How to Save Money when Insuring Teen Drivers

Most parents dread the day their teens take to the road: high insurance rates combined with natural concern for your new driver do little to alleviate the suffering.  Fortunately, you can reduce high insurance premiums while keeping the entire family safe with these rules for the road:

Ask about Good Grades and Other Discounts

Honor students and those who invest in driver education classes can instantly cut 10% to 20% from their annual premiums.
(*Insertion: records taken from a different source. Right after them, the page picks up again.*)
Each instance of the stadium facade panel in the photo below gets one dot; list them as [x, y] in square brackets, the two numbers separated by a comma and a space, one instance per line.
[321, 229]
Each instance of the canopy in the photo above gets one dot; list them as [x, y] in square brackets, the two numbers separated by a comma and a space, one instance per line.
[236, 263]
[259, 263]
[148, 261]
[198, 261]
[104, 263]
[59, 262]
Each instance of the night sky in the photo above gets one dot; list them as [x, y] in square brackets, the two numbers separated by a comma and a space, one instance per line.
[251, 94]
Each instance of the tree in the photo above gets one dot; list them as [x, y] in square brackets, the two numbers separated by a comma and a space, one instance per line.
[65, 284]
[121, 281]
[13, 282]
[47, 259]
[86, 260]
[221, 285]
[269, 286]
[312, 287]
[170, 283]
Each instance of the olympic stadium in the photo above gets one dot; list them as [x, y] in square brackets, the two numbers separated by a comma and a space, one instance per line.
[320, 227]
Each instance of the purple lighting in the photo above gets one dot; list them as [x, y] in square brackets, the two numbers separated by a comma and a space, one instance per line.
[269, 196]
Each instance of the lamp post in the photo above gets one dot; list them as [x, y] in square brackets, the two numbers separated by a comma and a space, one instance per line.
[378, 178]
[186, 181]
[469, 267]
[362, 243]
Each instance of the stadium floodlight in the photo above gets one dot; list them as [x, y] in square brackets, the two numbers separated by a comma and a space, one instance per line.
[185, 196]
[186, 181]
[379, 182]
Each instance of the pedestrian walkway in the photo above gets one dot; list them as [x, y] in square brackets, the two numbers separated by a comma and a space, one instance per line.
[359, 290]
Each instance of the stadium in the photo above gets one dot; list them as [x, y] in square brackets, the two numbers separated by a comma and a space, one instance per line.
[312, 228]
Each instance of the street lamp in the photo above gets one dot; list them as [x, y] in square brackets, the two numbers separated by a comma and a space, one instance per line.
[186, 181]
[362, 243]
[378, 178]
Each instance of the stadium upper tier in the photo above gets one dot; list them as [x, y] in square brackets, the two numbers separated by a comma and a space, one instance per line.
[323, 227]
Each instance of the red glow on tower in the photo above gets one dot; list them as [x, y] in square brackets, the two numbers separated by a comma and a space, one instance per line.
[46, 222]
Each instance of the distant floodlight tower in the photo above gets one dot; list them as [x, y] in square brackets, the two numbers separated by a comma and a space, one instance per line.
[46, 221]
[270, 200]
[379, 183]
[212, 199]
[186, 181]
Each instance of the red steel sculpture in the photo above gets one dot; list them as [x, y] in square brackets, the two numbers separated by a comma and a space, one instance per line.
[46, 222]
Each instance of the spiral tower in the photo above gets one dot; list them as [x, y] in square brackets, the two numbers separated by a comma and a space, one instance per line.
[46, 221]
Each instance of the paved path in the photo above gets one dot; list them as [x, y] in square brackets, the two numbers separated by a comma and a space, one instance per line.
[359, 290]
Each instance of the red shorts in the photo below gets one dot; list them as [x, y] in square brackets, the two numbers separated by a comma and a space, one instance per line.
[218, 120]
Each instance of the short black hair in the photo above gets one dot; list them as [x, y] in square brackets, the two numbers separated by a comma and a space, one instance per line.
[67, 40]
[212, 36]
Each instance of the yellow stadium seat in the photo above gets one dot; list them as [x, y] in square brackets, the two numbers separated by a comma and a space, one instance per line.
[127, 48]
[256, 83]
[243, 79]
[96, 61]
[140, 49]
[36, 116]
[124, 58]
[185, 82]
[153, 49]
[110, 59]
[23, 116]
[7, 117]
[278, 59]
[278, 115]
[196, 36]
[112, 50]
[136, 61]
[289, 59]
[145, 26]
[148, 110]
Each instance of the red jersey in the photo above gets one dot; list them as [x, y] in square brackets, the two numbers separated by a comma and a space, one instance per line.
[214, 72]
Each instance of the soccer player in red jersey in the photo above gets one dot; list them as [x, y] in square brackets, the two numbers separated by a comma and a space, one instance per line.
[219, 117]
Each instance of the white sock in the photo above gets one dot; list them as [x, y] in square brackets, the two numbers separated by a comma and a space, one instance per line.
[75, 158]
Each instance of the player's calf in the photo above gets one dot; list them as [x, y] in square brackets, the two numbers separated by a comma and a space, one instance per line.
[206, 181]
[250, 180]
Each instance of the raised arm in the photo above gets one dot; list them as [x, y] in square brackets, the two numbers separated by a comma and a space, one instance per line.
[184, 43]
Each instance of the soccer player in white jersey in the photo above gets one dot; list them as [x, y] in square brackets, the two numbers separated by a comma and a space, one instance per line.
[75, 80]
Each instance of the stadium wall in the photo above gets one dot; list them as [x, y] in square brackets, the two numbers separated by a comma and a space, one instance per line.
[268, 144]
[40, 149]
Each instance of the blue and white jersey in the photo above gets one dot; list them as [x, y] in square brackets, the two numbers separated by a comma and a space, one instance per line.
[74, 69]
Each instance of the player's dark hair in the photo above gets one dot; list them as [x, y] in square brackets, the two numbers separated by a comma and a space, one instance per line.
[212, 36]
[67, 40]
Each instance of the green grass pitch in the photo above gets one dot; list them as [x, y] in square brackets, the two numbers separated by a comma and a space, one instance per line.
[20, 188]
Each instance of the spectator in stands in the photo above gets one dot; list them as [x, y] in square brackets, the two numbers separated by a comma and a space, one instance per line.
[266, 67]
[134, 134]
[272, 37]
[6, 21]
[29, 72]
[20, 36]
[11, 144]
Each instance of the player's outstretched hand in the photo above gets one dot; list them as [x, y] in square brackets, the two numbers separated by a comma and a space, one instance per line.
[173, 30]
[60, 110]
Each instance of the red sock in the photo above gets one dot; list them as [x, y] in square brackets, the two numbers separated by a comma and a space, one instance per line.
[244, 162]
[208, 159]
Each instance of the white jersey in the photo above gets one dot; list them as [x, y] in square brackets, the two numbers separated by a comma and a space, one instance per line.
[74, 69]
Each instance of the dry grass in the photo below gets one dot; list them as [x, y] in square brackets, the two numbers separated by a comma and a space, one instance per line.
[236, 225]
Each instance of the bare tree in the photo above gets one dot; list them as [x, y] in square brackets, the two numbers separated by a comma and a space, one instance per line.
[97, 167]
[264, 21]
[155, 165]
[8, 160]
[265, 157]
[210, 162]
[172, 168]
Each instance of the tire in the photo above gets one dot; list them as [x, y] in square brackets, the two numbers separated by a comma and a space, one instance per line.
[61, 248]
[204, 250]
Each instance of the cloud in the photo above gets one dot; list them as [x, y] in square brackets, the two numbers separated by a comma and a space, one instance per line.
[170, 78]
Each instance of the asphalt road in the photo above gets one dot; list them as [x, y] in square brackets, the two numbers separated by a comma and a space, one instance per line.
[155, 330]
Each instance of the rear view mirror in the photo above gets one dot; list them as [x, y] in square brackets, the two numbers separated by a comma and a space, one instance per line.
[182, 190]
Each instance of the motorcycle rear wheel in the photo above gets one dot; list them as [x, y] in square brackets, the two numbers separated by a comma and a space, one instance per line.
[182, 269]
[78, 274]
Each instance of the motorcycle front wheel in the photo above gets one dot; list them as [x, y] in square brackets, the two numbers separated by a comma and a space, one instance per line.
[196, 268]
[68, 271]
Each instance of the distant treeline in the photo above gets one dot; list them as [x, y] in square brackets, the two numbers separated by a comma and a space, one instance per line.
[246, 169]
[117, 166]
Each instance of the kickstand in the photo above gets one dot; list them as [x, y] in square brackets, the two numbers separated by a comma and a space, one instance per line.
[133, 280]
Consider Buying a Clunker Rather Than Loaning the Family Car

One of the main causes of increased car insurance is allowing your teen to borrow the family car. Rather than risk the wreck of an expensive vehicle, carefully weigh the savings of buying a safe but inexpensive car for your teen instead. The independence and insurance savings often more than compensate for the initial outlay.

Calculate the Total Cost

Having a teen driver in the home impacts the family finances in more than one way: professionals and small business owners may be especially vulnerable to increased liability in the event your teen is involved in an accident.

Remember, even though your teen may not own a lot, it is a mistake to scrimp on liability coverage. Most lawsuits will not seek damages from the teen; they’ll go after the family. Don’t risk your family’s financial future – increase the liability portion of your insurance prior to handing over the keys.

Go It Alone

Sometimes it makes more sense for teen drivers to go-it-alone and purchase an independent insurance policy, especially once they leave for college.

Different cities,vehicles, and other demographic data impact auto insurance premiums. Always obtain quotes as part of the family plan and as a stand-alone policy to determine which is the best option.